Now we all know that consumers are smarter that corporates. Consumers would never buy the spin. Say, for instance, that Microsoft offered a product -- through hardware manufacturing partners -- that let you use your PC remotely, but made it impossible for someone else to use the PC while you were using this remote terminal. It would be like saying that if you took the cushion from your chair to go sit on the sofa, nobody else is allowed to sit on the chair unless they buy a cushion too.

But that's exactly what Mira does. It is basically a remote control for your PC; a touch-sensitive screen linked by Wi-Fi that acts as a mobile window to Windows. Only, when you remove it from its docking station to use it remotely, the PC locks up, just to be absolutely sure that your other half doesn't break the terms of the Windows licence by -- heaven forbid -- using the PC in the study while you're using it from the sofa in the lounge. Just imagine. The civilised world would crumble.

Now Microsoft has a right to crack down on counterfeiters, and to try to stop people installing one copy of Windows on every PC in a company, but I wonder whether the company is just taking the whole licensing a bit too far with Mira. After all, Mira users will have forked out an extra grand for their Mira device (which will include, presumably, a licence fee passed back to Microsoft for the Windows CE that Mira runs), on top of the money they paid for their PC (including a licence fee passed back to Microsoft for Windows XP).

Just how many licence fees, exactly, does Microsoft want us to buy?

That's a rhetorical question by the way. The answer is just as many as the company can get us to swallow; after all, Windows (together with Office) has an 85 percent profit margin, as we recently learnt. It's a nice little earner; in fact the division responsible for it is the company's only earner.
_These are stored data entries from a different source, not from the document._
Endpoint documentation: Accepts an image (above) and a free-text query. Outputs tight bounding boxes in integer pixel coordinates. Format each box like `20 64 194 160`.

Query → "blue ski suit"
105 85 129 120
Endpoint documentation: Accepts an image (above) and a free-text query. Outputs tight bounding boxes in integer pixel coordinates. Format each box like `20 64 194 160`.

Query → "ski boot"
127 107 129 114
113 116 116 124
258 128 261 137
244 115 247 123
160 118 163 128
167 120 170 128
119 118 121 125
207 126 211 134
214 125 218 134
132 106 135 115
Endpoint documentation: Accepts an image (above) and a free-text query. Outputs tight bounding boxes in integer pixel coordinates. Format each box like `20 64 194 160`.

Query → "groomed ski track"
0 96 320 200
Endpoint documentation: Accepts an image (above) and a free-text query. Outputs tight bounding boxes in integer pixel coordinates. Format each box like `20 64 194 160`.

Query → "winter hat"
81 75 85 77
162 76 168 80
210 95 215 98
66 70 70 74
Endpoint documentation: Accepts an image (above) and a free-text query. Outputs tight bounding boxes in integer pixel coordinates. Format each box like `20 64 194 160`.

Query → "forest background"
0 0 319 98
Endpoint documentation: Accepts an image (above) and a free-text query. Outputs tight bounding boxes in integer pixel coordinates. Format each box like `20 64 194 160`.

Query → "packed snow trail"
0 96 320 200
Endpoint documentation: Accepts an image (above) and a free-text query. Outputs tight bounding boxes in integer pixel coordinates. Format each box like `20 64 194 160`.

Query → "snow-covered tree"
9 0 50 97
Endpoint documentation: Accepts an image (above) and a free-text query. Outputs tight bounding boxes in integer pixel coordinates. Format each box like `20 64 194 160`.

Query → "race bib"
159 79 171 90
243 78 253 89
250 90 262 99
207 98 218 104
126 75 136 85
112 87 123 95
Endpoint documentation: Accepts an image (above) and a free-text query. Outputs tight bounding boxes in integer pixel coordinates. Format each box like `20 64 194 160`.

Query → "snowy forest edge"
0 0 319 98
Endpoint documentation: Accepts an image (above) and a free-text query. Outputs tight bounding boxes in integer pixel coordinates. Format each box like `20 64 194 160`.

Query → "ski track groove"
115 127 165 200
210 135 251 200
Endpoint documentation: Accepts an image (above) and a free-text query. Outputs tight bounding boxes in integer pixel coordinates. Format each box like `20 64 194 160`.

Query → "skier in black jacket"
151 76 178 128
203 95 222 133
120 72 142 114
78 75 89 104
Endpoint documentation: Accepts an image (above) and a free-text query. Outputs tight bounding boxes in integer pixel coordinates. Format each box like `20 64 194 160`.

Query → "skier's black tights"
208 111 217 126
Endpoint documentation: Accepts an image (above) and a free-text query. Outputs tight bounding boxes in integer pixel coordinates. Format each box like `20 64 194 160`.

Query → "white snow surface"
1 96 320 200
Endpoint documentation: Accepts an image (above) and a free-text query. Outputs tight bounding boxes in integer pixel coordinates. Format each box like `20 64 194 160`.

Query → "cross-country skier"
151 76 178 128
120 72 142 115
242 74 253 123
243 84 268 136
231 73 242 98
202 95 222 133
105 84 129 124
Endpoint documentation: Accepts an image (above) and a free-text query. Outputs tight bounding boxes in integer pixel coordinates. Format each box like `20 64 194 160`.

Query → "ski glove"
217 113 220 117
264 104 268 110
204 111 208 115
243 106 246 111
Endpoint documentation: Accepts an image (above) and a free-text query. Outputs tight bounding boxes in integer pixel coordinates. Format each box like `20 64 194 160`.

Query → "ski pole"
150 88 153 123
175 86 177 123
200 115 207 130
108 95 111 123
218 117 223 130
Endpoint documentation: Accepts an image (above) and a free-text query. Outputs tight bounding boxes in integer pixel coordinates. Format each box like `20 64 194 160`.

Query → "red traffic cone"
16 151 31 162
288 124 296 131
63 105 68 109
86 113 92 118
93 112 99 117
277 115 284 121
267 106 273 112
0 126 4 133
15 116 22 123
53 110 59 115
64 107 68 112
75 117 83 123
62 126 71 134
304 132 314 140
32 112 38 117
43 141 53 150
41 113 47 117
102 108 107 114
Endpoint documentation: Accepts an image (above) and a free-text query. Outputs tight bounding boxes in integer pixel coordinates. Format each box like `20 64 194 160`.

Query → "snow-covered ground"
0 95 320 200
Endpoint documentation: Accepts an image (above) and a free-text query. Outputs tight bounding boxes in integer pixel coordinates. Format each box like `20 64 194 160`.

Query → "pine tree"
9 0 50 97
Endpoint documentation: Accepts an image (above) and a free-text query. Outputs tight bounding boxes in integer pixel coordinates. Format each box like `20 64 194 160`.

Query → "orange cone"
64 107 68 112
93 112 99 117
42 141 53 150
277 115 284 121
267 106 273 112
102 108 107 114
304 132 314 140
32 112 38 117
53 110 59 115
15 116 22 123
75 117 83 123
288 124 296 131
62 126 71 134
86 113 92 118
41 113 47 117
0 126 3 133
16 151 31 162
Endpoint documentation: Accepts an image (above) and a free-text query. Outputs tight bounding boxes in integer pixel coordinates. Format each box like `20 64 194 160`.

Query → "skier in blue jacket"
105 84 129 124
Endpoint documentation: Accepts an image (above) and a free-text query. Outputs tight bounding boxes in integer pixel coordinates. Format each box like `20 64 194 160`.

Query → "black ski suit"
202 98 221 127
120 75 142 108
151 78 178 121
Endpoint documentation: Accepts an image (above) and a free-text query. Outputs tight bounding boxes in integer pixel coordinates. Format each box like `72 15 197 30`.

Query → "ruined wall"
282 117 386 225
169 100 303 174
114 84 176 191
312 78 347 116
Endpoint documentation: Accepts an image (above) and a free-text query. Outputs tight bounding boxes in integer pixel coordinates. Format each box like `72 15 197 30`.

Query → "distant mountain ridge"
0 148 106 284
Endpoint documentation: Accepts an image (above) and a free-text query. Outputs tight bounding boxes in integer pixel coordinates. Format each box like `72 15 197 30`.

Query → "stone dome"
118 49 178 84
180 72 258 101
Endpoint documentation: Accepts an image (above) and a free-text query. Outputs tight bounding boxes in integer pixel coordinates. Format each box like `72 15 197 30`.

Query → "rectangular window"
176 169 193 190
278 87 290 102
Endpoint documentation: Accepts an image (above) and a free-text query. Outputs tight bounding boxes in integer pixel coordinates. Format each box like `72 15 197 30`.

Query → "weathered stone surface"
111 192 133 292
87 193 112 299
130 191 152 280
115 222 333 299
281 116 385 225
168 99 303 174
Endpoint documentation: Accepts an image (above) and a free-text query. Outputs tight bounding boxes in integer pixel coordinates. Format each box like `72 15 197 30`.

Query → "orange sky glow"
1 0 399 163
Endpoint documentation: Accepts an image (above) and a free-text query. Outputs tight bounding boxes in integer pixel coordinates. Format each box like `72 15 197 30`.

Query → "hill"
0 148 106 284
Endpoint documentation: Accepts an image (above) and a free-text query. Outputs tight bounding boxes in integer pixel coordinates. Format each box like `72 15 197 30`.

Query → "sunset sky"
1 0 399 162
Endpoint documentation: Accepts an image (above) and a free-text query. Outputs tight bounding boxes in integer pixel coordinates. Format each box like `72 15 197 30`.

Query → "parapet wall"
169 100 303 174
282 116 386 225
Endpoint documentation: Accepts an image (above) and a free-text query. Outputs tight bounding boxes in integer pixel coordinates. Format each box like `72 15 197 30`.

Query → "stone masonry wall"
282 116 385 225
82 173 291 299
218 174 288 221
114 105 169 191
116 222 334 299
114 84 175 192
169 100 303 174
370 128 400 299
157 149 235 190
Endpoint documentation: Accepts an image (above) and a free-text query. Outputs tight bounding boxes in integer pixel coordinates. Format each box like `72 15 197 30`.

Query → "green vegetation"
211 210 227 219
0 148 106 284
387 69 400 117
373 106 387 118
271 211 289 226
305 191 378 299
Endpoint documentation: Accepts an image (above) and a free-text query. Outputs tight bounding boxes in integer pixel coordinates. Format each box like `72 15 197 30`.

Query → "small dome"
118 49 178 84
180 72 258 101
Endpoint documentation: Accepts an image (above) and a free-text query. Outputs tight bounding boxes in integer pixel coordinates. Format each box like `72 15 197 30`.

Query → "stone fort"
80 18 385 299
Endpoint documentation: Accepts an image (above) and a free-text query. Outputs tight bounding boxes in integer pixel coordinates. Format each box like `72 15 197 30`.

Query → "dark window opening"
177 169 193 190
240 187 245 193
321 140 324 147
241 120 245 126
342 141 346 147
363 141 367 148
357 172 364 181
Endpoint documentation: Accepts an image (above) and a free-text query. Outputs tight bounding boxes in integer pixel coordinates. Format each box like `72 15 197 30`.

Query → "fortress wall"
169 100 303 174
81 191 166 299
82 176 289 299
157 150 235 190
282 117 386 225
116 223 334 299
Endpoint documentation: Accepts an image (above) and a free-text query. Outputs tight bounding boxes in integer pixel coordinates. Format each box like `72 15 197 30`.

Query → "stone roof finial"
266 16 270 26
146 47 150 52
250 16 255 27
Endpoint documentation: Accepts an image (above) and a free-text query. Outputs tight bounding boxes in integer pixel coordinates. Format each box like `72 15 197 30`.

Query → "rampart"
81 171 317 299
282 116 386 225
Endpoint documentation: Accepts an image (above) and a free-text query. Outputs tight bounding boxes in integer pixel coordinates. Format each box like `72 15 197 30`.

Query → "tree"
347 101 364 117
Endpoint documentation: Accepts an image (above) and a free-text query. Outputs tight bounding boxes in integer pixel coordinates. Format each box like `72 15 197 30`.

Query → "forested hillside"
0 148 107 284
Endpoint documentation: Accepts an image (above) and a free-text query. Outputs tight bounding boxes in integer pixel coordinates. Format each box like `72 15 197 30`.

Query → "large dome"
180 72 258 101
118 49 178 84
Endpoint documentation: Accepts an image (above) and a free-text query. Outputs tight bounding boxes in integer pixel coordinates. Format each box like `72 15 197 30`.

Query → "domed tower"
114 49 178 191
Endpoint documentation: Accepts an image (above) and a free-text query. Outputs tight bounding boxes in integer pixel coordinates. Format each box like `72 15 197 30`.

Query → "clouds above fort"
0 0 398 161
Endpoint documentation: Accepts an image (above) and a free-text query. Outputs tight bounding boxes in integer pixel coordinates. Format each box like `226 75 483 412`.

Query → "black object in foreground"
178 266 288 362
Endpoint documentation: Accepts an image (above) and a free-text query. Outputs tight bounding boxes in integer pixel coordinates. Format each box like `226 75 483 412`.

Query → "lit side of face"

I suspect that our "re-education" may come in the form of an explanation telling us that the desktop version of Windows XP cannot run two users sessions simultaneously. If that is so, then there are only two explanations; either that Microsoft intentionally cripples Windows XP as it did with NT4 Workstation, or that the company is really much better at marketing than it is at writing operating systems. After all, even light, mobile versions of the Linux operating system, which is freely available, can easily run as many simultaneous user sessions as cushions you have on your sofa.

Microsoft has a tough job ahead explaining why consumers need to pay twice to use their PC once. It worked with corporates. It has not worked quite so well with smaller businesses, for whom Microsoft recently said it plans to offer a more lenient licensing plan intended to stem defections to Linux and other open-source software. I suspect it may not work at all with consumers; if that's the case, and there is enough pressure brought to bear, then perhaps Microsoft could be persuaded to let consumers use what they feel they have paid for.

And if consumers don't stand up to Microsoft, then perhaps the hardware manufacturers, emboldened (we hope) by the whole antitrust affair, would simply load a different client onto Mira devices so that we can use them to access Linux boxes instead. Now, who stole my cushion?